In fact, the promotional giveaway only helped to solidify the relationship between me and my car dealership. I am certain the promotional keychain would have been far less meaningful if I hadn't experienced such attentive customer service. I probably would have still attached it to my own keychain. I just don't know that I'd have as positive a feeling from that reminder of my car-buying experience if I'd been treated poorly.
My relationship with my car dealership has continued to this day. Someone from the service department phones me regularly to remind me that it's time for an oil change (good thing too, I'm not so attuned to the needs of my van) or simply to ask how the van has been running. They are courteous and caring, and even though I know that getting a sale is their ultimate motive, I still can't help but appreciate true customer service. They never sound phony when they call. Instead they seem to be genuinely interested in my well-being and have never pressured me to buy something or spend more money that I can afford.
It could have been a keychain or a license-plate holder or a hitch cover. The type of automotive promotional giveaway wouldn't have mattered. The point is that they recognized that a promotional giveaway is meaningless without good customer service.
Because of my positive experience with this dealership I will likely go to them again the next time I purchase another vehicle. They may not have realized it, but the dealership's practice of distributing automotive promotional giveaways along with providing excellent service doubled their chances of having me remember the name of that business.

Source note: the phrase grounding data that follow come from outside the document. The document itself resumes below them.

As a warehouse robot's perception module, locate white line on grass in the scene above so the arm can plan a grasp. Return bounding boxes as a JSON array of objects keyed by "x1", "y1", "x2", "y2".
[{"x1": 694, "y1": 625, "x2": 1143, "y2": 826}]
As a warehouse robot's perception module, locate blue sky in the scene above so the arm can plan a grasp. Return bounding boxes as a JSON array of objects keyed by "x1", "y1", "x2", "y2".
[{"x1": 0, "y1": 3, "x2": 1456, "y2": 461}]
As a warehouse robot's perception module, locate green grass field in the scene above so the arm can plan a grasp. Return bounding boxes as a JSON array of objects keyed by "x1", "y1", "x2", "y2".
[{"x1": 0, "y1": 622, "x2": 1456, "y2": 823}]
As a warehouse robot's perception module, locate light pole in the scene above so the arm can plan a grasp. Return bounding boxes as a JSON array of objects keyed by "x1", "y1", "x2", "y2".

The positive feeling that I came away with after I signed the papers and drove home my new van may or may not have made me remember the name. But the genuine interest that they took in me paved the way for me to be receptive to the free gift. Once they handed me that keychain, the name of that business was burned into my brain. (Of course, those periodic telephone calls don't hurt either.)
Promotional giveaways alone will pique a potential customer's interest. They may draw someone to patronize a business once. A promotional giveaway may even lead to a sale. But repeat business and loyal customers are made with the combination of thoughtful promotional giveaways and a true desire to provide attentive customer service. Whether it's a car dealership, mortgage broker, financial planner, housecleaning service or dog walker, give me great service and a free gift and you'll have a loyal customer for life.
Ask personal questions
Get to know what makes your customers tick by asking meaningful questions.
I recommend: Not asking their age or weight. Instead, ask what the customer is looking for and why. Who is it for? How will it be used? What prompted him or her to want to make this purchase? Don't try to sell the customer anything until you really understand what it is he or she is looking for. Trying to push products or services that the customer didn't come looking for is only annoying and inspires mistrust and skepticism about whether you want to meet his or her needs or you just want the customer's cash.
Acknowledge repeat customers
People love to know that you remember them.
I recommend: Working hard at remembering names and faces. This comes easier to some than to others, but anyone can do it with practice and attentiveness. The bulk of your business will probably come from repeat customers, not first time sales. So when someone comes back to see you again, acknowledge that you remember them. A simple "Welcome back! How did that blender work out for you?" is all you need to say to make the customer feel that his business is important to you.
Treat your customers the way you'd want to be treated
Evaluate your interactions with your customers.
I recommend: Remembering the Golden Rule.
Sounds simple, doesn't it? Yet even the most experienced sales or business person may find him or herself falling into bad habits. Always put yourself in your customer's place. Would you want to be handed a line? Would you want to be pushed to buy things you aren't looking for? Always ask yourself, "Am I really interested in what this customer needs and wants?"
Seal the deal with a handshake
Physical contact, no matter how slight, is a powerful communicator.
I recommend: Always closing your transactions (even those that don't result in sales) with a handshake if possible.
Customers are twice as likely to remember the encounter if you include a simple physical gesture, especially if you really provided great service.